All of this to say, I don’t think Stone Memories is my best poem, but I was trying to explicitly build on something that requires some very specific references. It needs context. So I wanted to try this again live at an open mic.

The result was one of the better reactions. The audience was smaller last night — the college graduation had just let out. But the other musicians made very nice remarks in their own sets about these poems and a documentary film maker, who was just randomly in the audience, came gave me his contact information.

I don’t think every poem has to be posted with a context here. But I think as substack artists that write poetry here we should understand the media environment in which we participate. I think we can learn a bit from musicians and realize that if there is a piece that is harder or has a deeper connection, we can go far by warming up the audience.
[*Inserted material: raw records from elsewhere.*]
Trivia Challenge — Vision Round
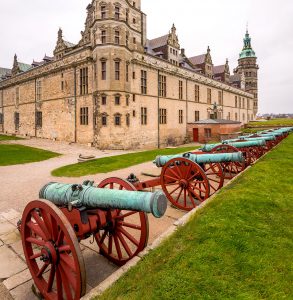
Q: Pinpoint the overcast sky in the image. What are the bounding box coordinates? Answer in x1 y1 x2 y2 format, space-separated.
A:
0 0 293 113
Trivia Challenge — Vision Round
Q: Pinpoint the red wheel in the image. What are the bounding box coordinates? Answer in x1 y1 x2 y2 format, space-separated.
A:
203 163 225 195
211 144 247 179
161 157 210 211
95 177 149 266
21 200 86 300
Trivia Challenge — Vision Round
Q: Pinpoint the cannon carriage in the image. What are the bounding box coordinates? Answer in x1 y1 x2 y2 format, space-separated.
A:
127 152 243 211
20 178 167 300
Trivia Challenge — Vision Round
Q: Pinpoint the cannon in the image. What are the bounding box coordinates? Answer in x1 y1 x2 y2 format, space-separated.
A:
201 140 266 168
20 178 167 300
127 152 243 211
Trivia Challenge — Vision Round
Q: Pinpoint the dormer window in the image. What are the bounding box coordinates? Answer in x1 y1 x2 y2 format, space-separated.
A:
101 5 106 19
115 6 120 20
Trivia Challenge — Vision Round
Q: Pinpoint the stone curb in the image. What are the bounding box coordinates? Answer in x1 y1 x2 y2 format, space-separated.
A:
81 152 266 300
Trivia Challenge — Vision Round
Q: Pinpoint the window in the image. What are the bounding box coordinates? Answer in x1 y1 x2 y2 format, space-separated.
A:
126 114 130 127
101 5 106 19
14 112 19 131
15 87 19 107
179 80 183 100
36 111 43 128
179 109 183 124
102 95 107 105
194 84 199 102
101 30 107 44
207 89 212 104
194 110 199 122
101 61 107 80
115 30 120 45
218 91 223 105
141 107 147 125
80 107 89 125
114 114 121 126
159 108 167 124
79 67 88 95
125 62 129 82
36 80 42 101
102 114 107 126
204 128 212 138
115 6 120 20
115 61 120 80
115 95 120 105
159 75 167 97
141 70 147 95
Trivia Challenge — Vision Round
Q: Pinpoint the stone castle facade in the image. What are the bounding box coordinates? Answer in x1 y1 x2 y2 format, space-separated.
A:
0 0 258 149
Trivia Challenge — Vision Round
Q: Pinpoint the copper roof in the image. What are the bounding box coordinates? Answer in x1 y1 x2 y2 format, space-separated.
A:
213 65 226 74
188 54 206 65
149 34 169 49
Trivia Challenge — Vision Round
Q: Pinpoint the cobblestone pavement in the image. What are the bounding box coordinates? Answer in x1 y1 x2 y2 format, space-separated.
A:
0 139 195 300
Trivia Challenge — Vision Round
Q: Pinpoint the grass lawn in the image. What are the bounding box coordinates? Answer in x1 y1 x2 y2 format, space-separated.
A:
0 134 23 142
248 119 293 127
0 144 60 166
97 134 293 300
52 147 196 177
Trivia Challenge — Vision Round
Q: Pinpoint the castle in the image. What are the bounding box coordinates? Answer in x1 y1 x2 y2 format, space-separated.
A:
0 0 258 149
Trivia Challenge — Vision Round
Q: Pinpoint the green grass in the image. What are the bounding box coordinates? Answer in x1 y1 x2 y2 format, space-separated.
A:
96 134 293 300
0 144 60 166
0 134 23 142
52 147 196 177
248 119 293 127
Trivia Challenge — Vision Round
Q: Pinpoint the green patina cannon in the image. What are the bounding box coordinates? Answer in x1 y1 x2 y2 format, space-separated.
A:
20 177 167 300
128 152 243 211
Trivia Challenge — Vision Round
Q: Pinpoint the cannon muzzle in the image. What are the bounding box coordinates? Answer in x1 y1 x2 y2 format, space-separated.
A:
39 182 167 218
154 152 244 167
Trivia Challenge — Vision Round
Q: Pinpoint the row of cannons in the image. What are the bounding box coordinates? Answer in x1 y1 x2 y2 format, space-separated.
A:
19 128 292 300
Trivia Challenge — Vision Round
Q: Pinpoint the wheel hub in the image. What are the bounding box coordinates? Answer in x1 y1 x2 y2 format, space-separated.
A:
40 242 59 265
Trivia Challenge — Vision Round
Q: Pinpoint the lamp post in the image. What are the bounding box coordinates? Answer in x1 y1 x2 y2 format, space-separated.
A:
207 102 223 120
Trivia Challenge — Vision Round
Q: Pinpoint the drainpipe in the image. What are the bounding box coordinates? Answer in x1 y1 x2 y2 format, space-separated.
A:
185 78 188 141
73 66 77 143
158 70 161 149
35 78 37 137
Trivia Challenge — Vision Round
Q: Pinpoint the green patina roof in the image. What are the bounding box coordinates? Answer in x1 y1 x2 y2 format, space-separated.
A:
239 31 256 59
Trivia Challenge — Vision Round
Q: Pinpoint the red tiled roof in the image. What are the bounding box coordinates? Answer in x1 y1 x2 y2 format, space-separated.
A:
213 65 225 74
188 54 206 65
149 34 169 49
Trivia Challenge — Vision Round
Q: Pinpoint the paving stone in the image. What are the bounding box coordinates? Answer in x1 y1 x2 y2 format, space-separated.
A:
10 280 39 300
0 245 27 280
1 229 21 245
1 208 21 221
0 221 15 239
10 240 23 255
83 249 118 287
3 269 32 290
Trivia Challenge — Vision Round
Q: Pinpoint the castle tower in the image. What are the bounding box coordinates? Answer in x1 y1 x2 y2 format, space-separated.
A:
235 30 259 115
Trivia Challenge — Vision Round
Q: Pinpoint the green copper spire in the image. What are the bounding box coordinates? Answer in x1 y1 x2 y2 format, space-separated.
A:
239 29 256 59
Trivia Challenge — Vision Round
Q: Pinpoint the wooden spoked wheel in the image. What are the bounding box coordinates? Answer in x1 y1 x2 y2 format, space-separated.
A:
95 177 149 266
203 163 225 195
211 144 245 179
21 200 86 300
160 157 210 211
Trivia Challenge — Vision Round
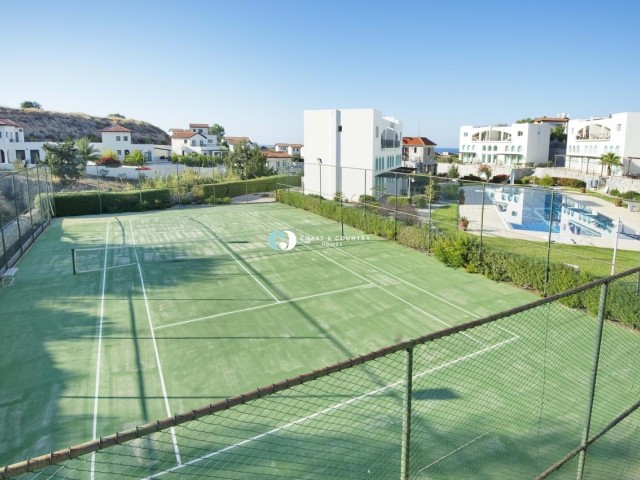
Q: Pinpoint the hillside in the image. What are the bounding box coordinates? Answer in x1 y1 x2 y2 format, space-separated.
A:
0 107 169 145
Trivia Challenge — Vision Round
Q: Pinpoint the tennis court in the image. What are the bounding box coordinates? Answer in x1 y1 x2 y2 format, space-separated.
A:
0 204 533 464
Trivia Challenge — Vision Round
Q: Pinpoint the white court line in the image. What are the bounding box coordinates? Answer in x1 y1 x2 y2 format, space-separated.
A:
129 221 182 465
90 222 111 480
249 214 486 346
155 283 375 330
198 223 280 303
146 337 518 479
416 429 495 473
251 210 516 336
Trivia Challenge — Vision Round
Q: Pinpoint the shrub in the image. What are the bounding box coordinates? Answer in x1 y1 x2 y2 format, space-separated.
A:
191 175 301 201
53 189 171 217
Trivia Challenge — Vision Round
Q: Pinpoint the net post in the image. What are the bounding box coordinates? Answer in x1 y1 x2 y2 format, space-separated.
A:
400 345 413 480
576 280 609 480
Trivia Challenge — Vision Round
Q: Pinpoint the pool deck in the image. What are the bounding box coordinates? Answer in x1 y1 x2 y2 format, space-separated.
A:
460 189 640 251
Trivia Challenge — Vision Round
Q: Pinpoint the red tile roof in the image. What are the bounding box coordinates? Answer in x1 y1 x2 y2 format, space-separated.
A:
171 130 201 138
100 125 131 132
263 150 293 158
402 137 436 147
0 118 24 128
223 137 251 145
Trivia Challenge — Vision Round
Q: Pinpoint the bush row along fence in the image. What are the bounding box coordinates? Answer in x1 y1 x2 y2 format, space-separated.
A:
0 268 640 479
0 165 53 273
55 175 301 217
284 164 640 277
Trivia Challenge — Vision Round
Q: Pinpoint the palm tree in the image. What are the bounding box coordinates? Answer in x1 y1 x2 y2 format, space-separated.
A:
76 137 100 165
600 152 622 177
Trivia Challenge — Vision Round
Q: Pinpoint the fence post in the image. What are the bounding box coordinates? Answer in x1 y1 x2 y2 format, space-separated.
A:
542 190 555 297
400 346 413 480
96 165 102 215
11 173 24 255
24 167 36 242
0 215 9 268
393 173 398 242
576 282 609 480
480 183 487 259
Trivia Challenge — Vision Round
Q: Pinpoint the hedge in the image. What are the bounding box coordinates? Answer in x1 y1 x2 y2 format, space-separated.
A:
276 190 640 328
191 175 302 202
53 188 171 217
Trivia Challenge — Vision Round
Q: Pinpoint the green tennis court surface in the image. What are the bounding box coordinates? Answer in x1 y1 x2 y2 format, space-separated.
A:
0 204 533 464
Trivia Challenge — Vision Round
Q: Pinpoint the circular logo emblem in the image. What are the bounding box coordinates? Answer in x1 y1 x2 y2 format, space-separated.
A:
267 230 297 251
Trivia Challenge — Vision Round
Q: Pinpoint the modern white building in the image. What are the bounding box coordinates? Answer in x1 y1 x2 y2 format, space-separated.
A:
274 143 304 157
459 123 551 166
304 108 408 201
402 137 438 175
0 118 44 169
169 123 227 157
565 112 640 176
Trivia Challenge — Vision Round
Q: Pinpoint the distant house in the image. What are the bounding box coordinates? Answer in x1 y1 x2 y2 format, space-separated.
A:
100 124 161 162
169 123 226 157
459 123 551 166
402 137 438 175
274 143 304 157
223 137 257 152
565 112 640 176
304 108 402 201
262 150 294 173
0 118 44 168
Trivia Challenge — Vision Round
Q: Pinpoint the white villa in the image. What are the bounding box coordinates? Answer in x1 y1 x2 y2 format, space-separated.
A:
304 108 407 201
274 143 304 157
0 118 45 168
263 150 294 173
0 119 168 169
169 123 227 157
459 123 551 166
402 137 438 175
222 137 257 152
565 112 640 177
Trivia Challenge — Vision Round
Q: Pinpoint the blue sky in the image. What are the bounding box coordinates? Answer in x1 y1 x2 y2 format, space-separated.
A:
0 0 640 147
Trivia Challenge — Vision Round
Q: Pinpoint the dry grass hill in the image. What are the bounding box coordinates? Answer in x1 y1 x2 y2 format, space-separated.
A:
0 107 169 145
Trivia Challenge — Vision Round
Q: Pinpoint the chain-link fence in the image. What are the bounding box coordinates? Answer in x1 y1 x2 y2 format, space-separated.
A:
0 165 53 272
5 268 640 479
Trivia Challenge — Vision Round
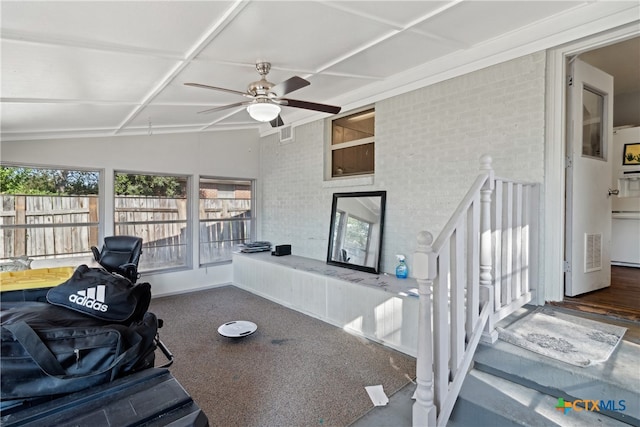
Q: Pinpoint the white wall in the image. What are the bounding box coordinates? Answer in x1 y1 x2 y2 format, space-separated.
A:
0 131 260 295
260 52 545 275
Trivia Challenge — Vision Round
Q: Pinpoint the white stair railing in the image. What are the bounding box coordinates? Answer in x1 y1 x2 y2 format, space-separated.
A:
413 155 539 426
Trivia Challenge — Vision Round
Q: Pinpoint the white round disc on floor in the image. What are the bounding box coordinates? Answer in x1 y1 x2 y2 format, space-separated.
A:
218 320 258 338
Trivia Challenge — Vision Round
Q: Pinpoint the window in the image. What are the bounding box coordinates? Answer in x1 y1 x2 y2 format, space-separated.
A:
0 165 100 270
331 109 375 178
114 172 191 271
199 178 254 265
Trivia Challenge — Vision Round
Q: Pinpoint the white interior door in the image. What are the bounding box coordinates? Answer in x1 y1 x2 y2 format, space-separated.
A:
565 59 613 296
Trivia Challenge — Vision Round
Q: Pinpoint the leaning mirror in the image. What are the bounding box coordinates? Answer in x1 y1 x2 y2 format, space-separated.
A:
327 191 387 274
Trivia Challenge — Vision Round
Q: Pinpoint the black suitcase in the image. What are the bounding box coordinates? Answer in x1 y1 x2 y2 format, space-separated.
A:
0 368 209 427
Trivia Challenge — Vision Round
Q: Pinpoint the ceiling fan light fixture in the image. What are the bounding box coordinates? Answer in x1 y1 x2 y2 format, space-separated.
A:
247 102 280 122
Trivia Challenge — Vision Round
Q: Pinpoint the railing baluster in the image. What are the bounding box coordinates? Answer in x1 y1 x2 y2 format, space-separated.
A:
502 182 513 305
433 239 451 409
493 180 504 310
413 156 539 426
412 231 436 427
451 224 467 376
512 184 524 299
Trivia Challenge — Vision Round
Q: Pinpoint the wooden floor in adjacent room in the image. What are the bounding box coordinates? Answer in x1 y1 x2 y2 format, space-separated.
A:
552 265 640 344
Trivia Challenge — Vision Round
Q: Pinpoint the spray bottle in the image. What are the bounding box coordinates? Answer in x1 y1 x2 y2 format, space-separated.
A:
396 255 409 279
The sleezy marketing term for this is priming. Which makes most writers, except those that used to copywrite feel icky. It’s the same idea though. More of this can be found in Tony Schwartz’s book, Media: The Second God.

Going forward, I don’t know if I want to write an essay like this with each poem. But this realization has helped me set expectations and realize that Substack is not the place for all media, despite what their advertisements in Washington, D.C. say. Another way to say this is I’m trying to align the Message to match the Medium.